Everything on the sea deserves to be called ‘living’
even the ship rent apart wants to be called a carrier of Life
a memento of honorable beginnings—
when its white sail was first sampled plain to the sniff of the storm—
A vessel of honor. & an honor to the sea
Here the storm first came unnoticed,
roaming around in the light regalia of a breeze
spying up on our bodies, our belongings & the porosity
of our faith
it was only the sky that presented itself truthful:
We saw it. All of us.
A dark country of air
partitioned into crooked shreds by lightning
so vibrant with electricity we thought
It was going to come down on us and our children
& It did come. Although not all of it.
But Everything on living water deserves to be called Living, right?
Yet a man is hoisted in-between the teeth of the waves
& they don’t hear him gasping.
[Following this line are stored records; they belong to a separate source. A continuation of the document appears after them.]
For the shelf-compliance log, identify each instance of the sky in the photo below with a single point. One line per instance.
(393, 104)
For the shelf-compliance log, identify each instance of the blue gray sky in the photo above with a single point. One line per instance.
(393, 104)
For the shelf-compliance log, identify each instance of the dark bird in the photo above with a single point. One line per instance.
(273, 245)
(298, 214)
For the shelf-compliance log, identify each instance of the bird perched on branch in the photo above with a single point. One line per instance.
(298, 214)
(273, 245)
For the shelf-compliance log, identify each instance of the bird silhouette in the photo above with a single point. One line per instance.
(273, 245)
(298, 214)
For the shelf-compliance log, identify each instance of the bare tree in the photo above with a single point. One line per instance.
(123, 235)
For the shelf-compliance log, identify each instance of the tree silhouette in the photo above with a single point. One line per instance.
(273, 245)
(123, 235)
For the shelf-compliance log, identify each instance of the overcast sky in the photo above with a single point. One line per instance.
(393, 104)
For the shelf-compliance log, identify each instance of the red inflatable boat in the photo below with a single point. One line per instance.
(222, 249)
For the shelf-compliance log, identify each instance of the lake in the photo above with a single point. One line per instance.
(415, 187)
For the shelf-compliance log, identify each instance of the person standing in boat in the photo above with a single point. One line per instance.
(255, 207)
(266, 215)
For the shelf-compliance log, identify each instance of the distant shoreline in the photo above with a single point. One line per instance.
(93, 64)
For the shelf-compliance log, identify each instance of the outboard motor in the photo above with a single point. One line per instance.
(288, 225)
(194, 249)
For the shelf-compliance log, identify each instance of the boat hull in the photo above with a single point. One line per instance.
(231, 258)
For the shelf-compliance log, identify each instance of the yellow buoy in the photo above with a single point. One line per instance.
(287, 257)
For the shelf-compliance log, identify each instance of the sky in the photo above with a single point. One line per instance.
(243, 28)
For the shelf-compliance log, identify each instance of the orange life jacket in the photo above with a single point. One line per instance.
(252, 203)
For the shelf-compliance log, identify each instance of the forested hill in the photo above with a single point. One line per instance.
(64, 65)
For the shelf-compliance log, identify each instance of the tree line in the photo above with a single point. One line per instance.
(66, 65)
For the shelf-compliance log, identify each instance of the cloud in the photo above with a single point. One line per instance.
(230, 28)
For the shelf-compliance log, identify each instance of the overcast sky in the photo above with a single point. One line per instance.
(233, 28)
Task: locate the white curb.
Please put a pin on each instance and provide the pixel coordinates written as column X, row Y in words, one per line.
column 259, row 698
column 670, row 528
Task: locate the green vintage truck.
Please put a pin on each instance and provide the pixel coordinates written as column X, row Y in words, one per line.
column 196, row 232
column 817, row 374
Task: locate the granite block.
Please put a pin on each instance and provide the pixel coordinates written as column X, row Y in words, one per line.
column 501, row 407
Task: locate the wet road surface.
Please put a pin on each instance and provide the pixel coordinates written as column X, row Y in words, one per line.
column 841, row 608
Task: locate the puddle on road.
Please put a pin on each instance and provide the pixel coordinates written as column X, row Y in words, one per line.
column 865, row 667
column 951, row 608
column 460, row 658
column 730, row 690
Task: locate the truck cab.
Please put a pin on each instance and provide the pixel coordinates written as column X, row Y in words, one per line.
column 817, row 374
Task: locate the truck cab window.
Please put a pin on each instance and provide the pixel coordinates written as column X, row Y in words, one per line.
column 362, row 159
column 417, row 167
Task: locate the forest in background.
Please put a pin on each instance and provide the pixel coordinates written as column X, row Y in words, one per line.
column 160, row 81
The people don’t see him clinging
to a slat of fractured wood –
a fractured hope— like a fleeting inheritance

By the first light of a gracious dawn, he’s washed onto the shore
a bloated mess,
like a lump of food rejected by the stomach of a god; a sea god
& What is rejected by a god suddenly becomes a specter to the world—
The people mount him and make a pumping machine out of his chest
in search of some spill of rebellious water. Or some resurrected gasp.
Still,
the sea has had too much of us than it gave out to the shore.
too much of our hopes than we left our families back at home.
Here the ghosts of our children tread unabashedly
like young Jesuses on the waters // but no disciples to wonder
& their mothers have made pacts with the gods earthed here
because the sea, they say, had long cried for motherhood
the storm’s lips wrinkled and dry // from absence of the moisture
of breastmilk
because everything Living at all // deserves to be hungry and be fed
We know of a young father
who goes with his young daughter
to the seashore each night
His stories are of lullabies—
beckoning the serene attentiveness of the waters—
& his daughter listens with her ears,
molding sandcastles in the void of his laps. Tonight she says,
her voice the most tender in the orchestra of the night,
Daddy please let’s go, it’s too cold in the night of the living.
About the author

Omodero David Oghenekaro is a Seventeen-year-old Nigerian writer and has an undying love for Poetry. He’s currently an undergraduate student of Biomedical Technology at the University of Portharcourt. Works have appeared or are forthcoming with Pride magazine, Nantygreens, Agbowo art, Palette Poetry and elsewhere. Phone number is 07056009378. He tweets Omodero DavidOghenekaro.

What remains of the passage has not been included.